Audi-Chef: "Brasilien ist eine Riesenchance"

Audi-Chef: "Brasilien ist eine Riesenchance"
Hersteller sucht neue Märkte und hält bestehende CO2-Auflagen für ausreichend.

KURIER: Audi hat im ersten Quartal beim Umsatz um zehn Prozent zugelegt, beim Gewinn von einer Milliarde Euro etwas verloren. Woran liegt das?

Rupert Stadler: Audi investiert mit mehr als 22 Milliarden Euro bis 2018 so kräftig wie noch nie. Wir säen heute, um auch morgen und übermorgen zu ernten. Die hohen Investitionen wirken sich auch auf das Ergebnis aus. Dennoch bin ich sehr zufrieden. Beim operativen Ergebnis sind wir mit 10,1 Prozent Rendite Champions League-Sieger. 2020 wollen wir mehr als zwei Millionen Einheiten verkaufen aus einer Modellpalette, die dann über 60 Modelle umfasst, gegenüber rund 50 heute.

Aber Ihr schärfster Mitbewerber BMW hat unterm Strich bessere Zahlen geliefert.

Das sehe ich nicht so. Maßstab ist der Gewinn pro umgesetztem Euro, also die operative Umsatzrendite. Die Kernmarke BMW liegt hinter uns und Mercedes deutlich hinter uns. Unser Finanzierungsgeschäft läuft über VW, ich vergleiche somit Marke mit Marke.

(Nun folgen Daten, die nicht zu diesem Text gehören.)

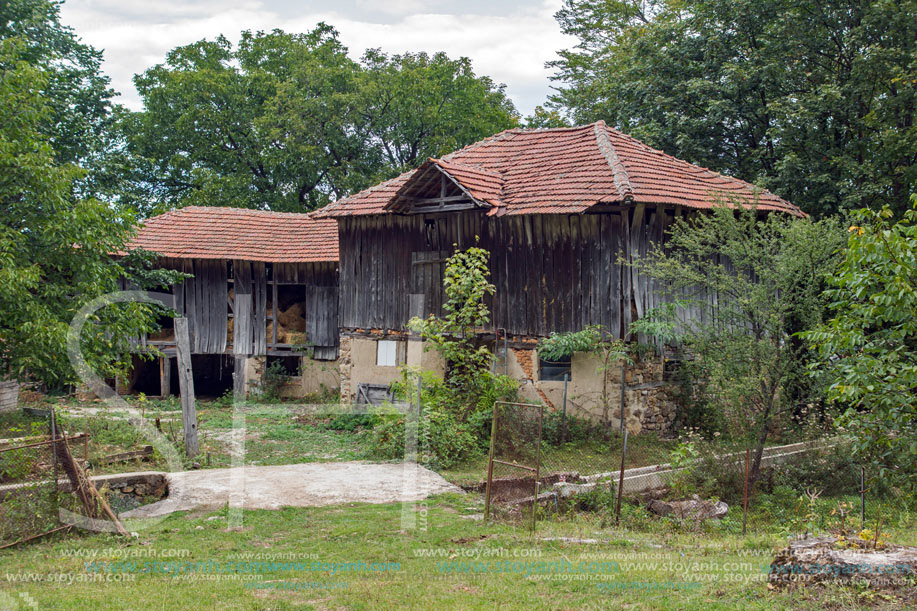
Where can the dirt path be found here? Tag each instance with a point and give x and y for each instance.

In China erwarten Sie dieses Jahr 500.000 verkaufte Fahrzeuge. Ist das nicht tiefgestapelt?

Audi ist seit über 25 Jahren in diesem Markt zu Hause und dort Premium-Marke Nummer eins. In den ersten drei Monaten betrug der Zuwachs 21 Prozent, das freut uns, aber eine gewisse Grundvorsicht schadet nie. Es werden auch in China die Bäume nicht immer weiter in den Himmel wachsen.

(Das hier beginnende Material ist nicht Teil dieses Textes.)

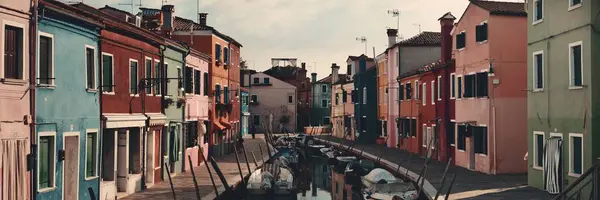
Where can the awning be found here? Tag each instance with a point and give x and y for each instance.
(124, 120)
(218, 125)
(157, 118)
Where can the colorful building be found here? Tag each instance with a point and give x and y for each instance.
(68, 129)
(271, 96)
(491, 106)
(562, 56)
(403, 57)
(16, 95)
(131, 117)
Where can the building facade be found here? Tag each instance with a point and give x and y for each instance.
(67, 67)
(560, 58)
(491, 68)
(272, 99)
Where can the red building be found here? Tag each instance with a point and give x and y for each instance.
(131, 120)
(431, 131)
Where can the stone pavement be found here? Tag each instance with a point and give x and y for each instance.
(468, 184)
(184, 184)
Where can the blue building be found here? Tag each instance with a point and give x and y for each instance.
(365, 106)
(67, 104)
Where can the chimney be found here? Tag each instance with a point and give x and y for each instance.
(392, 35)
(334, 73)
(202, 18)
(447, 23)
(168, 16)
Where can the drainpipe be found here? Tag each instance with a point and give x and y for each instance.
(32, 83)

Audi-Chef: "Brasilien ist eine Riesenchance"
Warum nicht?

Weil die Wachstumskurve in China langfristig flacher verlaufen wird. Und es gilt, große Aufgaben zu lösen, wie etwa den Umweltschutz voranzutreiben. Logischerweise wird sich auch der Pkw darin einfügen, Stichwort Zulassungsbeschränkungen in Großstädten. Audi ist im Markt und auch bei Umweltinnovationen führend. Beispielsweise haben wir als Erster das Start-Stop-System (Motor schaltet bei Stillstand automatisch ab, Anm.), das in Europa Usus ist, vor drei Jahren in China eingeführt. Das war damals ungewöhnlich, aber der Kunde honoriert es.

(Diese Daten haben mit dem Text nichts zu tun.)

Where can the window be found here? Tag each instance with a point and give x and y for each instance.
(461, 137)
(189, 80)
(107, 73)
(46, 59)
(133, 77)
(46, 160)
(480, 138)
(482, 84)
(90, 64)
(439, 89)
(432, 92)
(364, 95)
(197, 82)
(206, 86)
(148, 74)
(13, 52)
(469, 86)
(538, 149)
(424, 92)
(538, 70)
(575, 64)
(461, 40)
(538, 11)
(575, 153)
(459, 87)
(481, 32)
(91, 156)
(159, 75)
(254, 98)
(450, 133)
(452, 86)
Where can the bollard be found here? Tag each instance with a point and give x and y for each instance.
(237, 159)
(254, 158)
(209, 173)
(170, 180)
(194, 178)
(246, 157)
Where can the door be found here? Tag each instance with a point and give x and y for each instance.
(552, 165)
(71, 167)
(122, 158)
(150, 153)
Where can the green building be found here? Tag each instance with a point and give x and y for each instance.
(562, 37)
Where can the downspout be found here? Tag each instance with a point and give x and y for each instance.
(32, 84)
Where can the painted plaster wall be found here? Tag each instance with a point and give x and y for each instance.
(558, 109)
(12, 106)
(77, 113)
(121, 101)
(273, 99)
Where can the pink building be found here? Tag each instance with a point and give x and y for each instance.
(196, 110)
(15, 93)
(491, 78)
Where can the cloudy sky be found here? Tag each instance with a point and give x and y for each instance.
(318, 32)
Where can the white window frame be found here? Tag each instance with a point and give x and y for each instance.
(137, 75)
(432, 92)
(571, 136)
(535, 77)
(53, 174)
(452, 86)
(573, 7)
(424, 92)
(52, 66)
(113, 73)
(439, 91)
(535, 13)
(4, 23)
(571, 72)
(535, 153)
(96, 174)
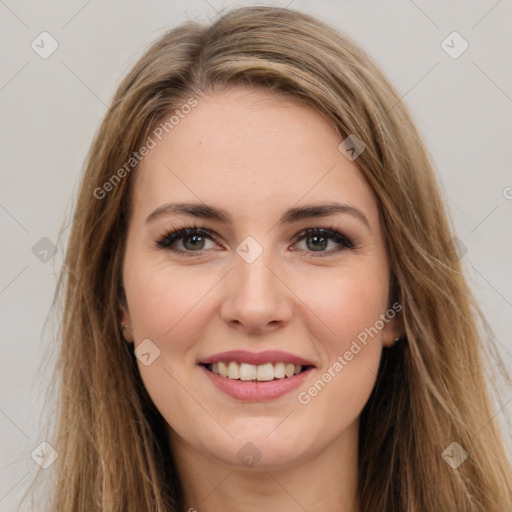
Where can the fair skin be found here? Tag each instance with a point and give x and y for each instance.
(256, 155)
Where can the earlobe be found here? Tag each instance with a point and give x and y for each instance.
(126, 327)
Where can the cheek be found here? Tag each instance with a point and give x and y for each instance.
(350, 335)
(163, 301)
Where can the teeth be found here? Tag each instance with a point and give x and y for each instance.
(260, 372)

Auch in Europa werden laufend CO2-Bestimmungen verschärft. Gibt es eine Grenze, bei der Sie sagen, mehr geht nicht?

Das Ziel von 95 Gramm pro Kilometer bis 2020 ist sehr ambitioniert. Wir bekennen uns dazu und werden alle technischen Register ziehen, um das Ziel zu erreichen und dennoch dem Kunden Fahrspaß zu bieten. Wir sind der Meinung, dass nicht schon wieder neue Ziele diskutiert werden sollten, so lange an der aktuellen anspruchsvollen Zielsetzung hart gearbeitet wird.

Sehen Sie in Europa bei der CO2-Debatte einen Standortnachteil für die Industrie?

Wenn die Ökologie nicht im Einklang mit der Ökonomie funktioniert, wird diese Gesellschaft ein Problem bekommen. Ich bin ein Freund davon, beide Dinge vernünftig zu kombinieren.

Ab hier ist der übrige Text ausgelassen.